Ameaça de boicote à Copa América, escândalo sexual na CBF, rixas nas redes sociais: o tempo é de crise no esporte
“Quando nasce um brasileiro, nasce um torcedor.” Essa foi a mensagem inicial do aguardado manifesto preparado pelos jogadores da seleção a respeito da realização da Copa América no país. Dias antes, o técnico Tite e o volante Casemiro garantiram que havia algo relevante a ser dito “no momento oportuno” sobre a competição cujas sedes originais, Colômbia e Argentina, abriram mão devido a tensões sociais e à pandemia, e que a CBF chamou para si, em tabelinha afinada com a Conmebol e o governo federal. O clima de mistério incendiou o ambiente na confederação e abriu margem para criativas interpretações. Na política, as diferentes correntes ideológicas imediatamente escolheram seus heróis e vilões. No fim, o objetivo sempre foi um só, o mesmo de sempre: fugir completamente do debate.

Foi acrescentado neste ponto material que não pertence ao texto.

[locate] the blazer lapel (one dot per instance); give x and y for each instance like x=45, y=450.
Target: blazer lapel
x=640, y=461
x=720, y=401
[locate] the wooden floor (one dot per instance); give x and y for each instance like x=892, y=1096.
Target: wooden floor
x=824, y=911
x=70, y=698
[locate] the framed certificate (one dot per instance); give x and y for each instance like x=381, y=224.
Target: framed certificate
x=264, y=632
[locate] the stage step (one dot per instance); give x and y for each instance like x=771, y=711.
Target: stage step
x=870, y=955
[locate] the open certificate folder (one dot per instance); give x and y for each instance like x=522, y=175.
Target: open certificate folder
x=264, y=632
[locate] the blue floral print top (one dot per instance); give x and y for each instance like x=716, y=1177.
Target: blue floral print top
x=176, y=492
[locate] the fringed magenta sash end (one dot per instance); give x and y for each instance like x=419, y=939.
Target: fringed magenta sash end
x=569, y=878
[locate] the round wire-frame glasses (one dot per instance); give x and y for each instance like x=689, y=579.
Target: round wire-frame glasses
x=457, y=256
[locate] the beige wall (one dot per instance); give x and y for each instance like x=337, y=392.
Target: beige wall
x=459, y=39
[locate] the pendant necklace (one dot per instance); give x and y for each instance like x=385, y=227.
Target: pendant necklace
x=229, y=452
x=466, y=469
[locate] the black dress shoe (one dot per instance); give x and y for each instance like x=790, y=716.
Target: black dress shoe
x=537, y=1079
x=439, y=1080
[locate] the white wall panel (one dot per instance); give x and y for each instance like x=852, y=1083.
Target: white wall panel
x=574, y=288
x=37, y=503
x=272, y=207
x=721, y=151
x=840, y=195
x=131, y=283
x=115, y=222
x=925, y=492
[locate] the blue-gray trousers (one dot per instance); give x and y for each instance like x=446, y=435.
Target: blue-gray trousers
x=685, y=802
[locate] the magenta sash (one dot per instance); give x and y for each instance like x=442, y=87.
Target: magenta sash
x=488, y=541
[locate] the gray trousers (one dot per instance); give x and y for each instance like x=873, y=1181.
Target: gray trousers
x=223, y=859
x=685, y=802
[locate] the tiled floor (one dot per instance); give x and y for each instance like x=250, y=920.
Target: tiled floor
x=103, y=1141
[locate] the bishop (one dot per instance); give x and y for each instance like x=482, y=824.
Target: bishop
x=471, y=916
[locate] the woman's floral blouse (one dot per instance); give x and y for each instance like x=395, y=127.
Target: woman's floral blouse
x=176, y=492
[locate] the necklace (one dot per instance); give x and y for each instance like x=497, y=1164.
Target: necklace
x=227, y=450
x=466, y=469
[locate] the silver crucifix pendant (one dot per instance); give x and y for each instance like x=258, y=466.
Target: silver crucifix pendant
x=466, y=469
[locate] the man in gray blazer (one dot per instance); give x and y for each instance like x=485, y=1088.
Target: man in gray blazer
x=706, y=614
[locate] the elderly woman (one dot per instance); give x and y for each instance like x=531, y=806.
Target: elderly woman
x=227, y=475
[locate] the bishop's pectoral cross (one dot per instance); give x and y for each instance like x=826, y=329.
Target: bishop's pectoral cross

Tite, logo ele, sempre ensaboado e político (no sentido de escapar dos temas embaraçosos com seu linguajar empolado), foi a grande vítima das ilusões. Ao se negar a dizer se havia chance de o Brasil não jogar o torneio, foi alçado pelos radicais da esquerda à condição de opositor de Jair Bolsonaro e tratado pela direita igualmente radical como “hipócrita e puxa-saco de Lula”, nas palavras do senador Flávio Bolsonaro, o filho do presidente. De repente, a realização da até então irrelevante competição virou uma bandeira bolsonarista. A engenhosa narrativa incluiria ainda uma guerra entre Globo e SBT. Tudo bobagem. “Por diversas razões, sejam elas humanitárias ou de cunho profissional, estamos insatisfeitos com a condução da Copa América pela Conmebol. (…) Somos contra, mas nunca diremos não à seleção”, foi o trecho mais incisivo do comunicado, ainda que nada explicasse.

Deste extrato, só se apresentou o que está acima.